项目作者: Elite-Build-Team

项目描述 :
Multi-dimensional data structures and document similarity methods comparison using Natural Language Processing (NLP).
高级语言: Python
项目地址: git://github.com/Elite-Build-Team/multidimensional-data-structures.git


multidimensional-data-structures

This project compares:

  • The efficiency and the time complexity of Bloom Filter, B+ Tree term search on a document.
  • The accuracy and time complexity of document similarity measuring using either LSH or Cosine Similarity methods.
  • A preprocessing module is used as a tool of cleaning the initial text files that are used. Preprocessing formats the documents into a clean format, thus optimizing the algorithms’ efficiency.

Bloom Filter vs B+ Tree

  • Bloom filter is a probabilistic data structure. This specific filter was implemented for term searching in documents. Every word in each document gets hashed and then inserted into a bit array.
    The word we want to search gets hashed
    and the results are compared to the bit array of each word in the document.
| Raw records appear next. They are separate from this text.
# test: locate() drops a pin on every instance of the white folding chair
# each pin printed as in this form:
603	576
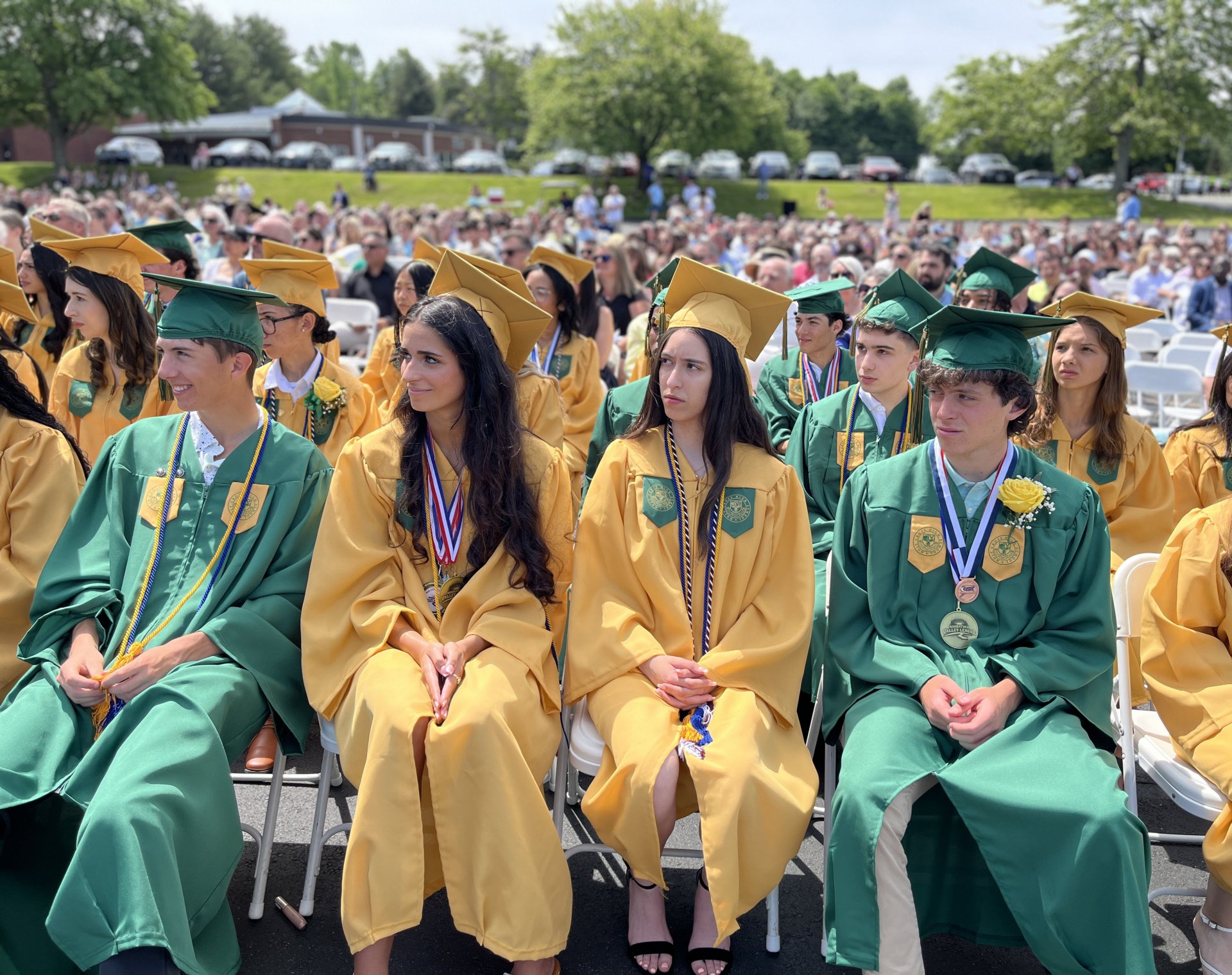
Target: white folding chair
1145	741
582	750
If all
    positions showing this result are “1” in the bit array then
    the filter’s answer is that most likely this word will
    exist in the corresponding text. If even one bit is “0”, then
    we conclude that this word certainly does not exist in
    this text.
  • B+ Tree is a data structure that places data
    at nodes interconnected by parent - child relations.
    A search is made by comparing their pointers to lower nodes until
    the leafs on which the information is
    stored are reached. There are pointers between the leaves,
    thus creating a chain, for faster search
    so that no back - steps are taken.
  • The comparison between the 2 search methods shows that the
    Bloom Filter is faster than
    B + Trees in all runs. This is due to the probabilistic nature of the structure , thus
    it lacks
    accuracy. Instead, B + Tree is looking for
    the word itself and therefore reaches its leaves with 100% accuracy, although losing in time complexity.
    Some indicative run times are shown below:
# Files / File Size Bloom Filter B+ Tree
319 / 1.31 MB 0.28(s) 0.81(s)
392 / 1.12 MB 0.12(s) 0.47(s)
394 / 1.44 MB 0.28(s) 0.78(s)
399 / 1.28 MB 0.31(s) 0.73(s)
984 / 2.98 MB 0.50(s) 1.64(s)

LSH vs Cosine Similarity

  • For the Locality Sensitive Hashing (LSH) approach, we used MinHash to
    implement it. It should be noted that the MinHash approach involves randomness
    and thus any execution of the program could
    give different results.
    Initially each document is represented as a set of
    shingles. Then we use the MinHash algorithm for
    the calculation of the signature vectors that represent
    each document. These vectors can be compared
    between them by calculating the number of items that
    “agree” in their data. Finally, we compare
    pairs of documents, and we find those that have the
    higher similarity.

  • The Cosine Similarity method requires vectorizing the words in the document and then
    calculating the vectors’ similarity by measuring their inner product space.

  • The comparison between the two document similarity measuring techniques
    concludes that although the cosine similarity method is very accurate, it is
    much slower (O(n^2)) than LSH - MinHash
    approach (O(n)).
    The use of the upper triangular matrix and the nature of the LSH algorithm
    helped reducing time and space complexity dramatically.
    Some indicative run times are shown below:

# Files / File Size Cosine Similarity LSH
578 / 0.69 MB 146.32(s) 0.48(s)
319 / 0.70 MB 148.67(s) 0.50(s)
590 / 0.79 MB 161.23(s) 0.58(s)
584 / 0.90 MB 178.57(s) 0.71(s)
591 / 1.80 MB 373.57(s) 1.48(s)

How to run

  • preprocessing.py is used before running the LSH.py , so the data.txt file is created.